Cache Dup

I love how simple is it to configure and scale an Infinispan instance. My biggest bugbear with NoSQL in general is the problem of denormalisation, leading to lots of duplicate records which need to be “manually” kept in sync by the application. So I’ve been working on a wrapper around Infinispan that tracks what goes in and automatically maintains referential integrity across denormalised data. To demonstrate, here’s an extract from a passing test.

john = (Tennant)cacheDup.get(johnsId);
mark = (Tennant)cacheDup.get(marksId);
// John and Mark are tennants in the same house, in Hilldale
assert john.getHouse().getFullAddress()
  .equals(mark.getHouse().getFullAddress());
assert john.getHouse().getSuburb().equals("Hilldale");
// But they're not the same instance in memory
// (eg: due to networking/persistence serialisation)
assert john.getHouse() != mark.getHouse();
// Oops, John just told me it's actually Lakedale, not Hilldale
john.getHouse().setSuburb("Lakedale");
cacheDup.put(johnsId, john);
// Mark's house has also been updated, automatically
mark = (Tennant)cacheDup.get(marksId);
assert mark.getHouse().getSuburb().equals("Lakedale");

In order for Cache Dup to be able to work with your “entities”, they need to follow these rules, which I’m trying to keep as simple as possible:

  • Have stable hashcode and equals implementations, based on immutable field(s).
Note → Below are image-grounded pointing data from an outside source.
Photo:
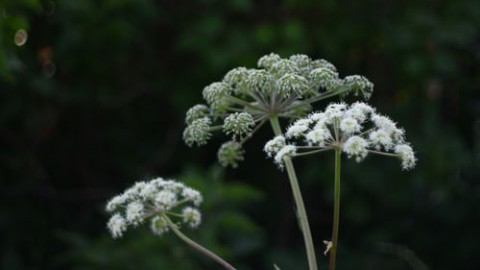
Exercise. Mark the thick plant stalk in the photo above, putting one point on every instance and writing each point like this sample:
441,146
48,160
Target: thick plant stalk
336,210
198,247
297,195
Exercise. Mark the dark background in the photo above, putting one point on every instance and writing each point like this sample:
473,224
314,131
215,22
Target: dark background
95,99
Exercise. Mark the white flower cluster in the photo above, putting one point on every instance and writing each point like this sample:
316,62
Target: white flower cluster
283,87
156,200
356,129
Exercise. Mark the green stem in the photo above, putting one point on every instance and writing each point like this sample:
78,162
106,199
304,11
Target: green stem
336,209
297,195
196,246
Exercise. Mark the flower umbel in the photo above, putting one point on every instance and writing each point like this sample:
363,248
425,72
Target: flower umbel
280,87
157,200
356,130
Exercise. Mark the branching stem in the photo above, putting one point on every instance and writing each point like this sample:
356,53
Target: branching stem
197,246
336,209
297,195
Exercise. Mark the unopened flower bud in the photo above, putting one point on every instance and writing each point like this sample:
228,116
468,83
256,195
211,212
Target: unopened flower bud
267,61
238,124
291,84
230,154
196,112
359,85
198,132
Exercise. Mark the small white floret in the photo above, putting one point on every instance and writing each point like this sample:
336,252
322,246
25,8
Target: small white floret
274,145
356,146
192,195
318,136
380,138
192,217
349,125
117,225
298,128
406,154
159,225
134,213
165,200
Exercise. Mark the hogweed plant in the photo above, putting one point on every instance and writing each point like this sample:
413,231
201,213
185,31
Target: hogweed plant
160,202
241,104
355,130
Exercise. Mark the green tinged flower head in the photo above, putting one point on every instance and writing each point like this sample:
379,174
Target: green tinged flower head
230,154
196,112
238,124
198,132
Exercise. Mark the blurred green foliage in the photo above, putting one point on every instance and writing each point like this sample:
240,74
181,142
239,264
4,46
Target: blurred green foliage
95,100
Ideally this should be something with business meaning, but could also just be a UUID.
  • Implement Serializable (otherwise you wouldn’t need Cache Dup)

The cacheDup variable in the previous example is an instance of CacheDupDelegator, which implements org.infinispan.Cache, delegating to a standard Infinispan Cache instance which you provide to its constructor. I plan on adding a CDI decorator to make this step unnecessary for CDI-managed Cache instances.
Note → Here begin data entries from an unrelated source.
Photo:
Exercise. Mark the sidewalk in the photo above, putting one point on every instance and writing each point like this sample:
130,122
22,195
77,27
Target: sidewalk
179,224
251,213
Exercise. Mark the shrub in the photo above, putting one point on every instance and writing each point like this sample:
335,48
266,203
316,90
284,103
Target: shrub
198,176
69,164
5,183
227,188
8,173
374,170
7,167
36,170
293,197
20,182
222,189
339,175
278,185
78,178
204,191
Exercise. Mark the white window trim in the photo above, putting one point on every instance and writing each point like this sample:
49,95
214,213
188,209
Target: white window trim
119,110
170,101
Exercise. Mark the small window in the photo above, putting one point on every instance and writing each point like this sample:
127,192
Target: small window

CacheDupDelegator cacheDup = new CacheDupDelegator(cache);

This is obviously very early days. Current limitations that I know of are:

  • List is the only type of collection supported
  • If an object contains (directly or indirectly) a reference to itself, a stack overflow will probably result.

All kinds of feedback welcome. My biggest hurdles with this are going to be things I don’t know I don’t know.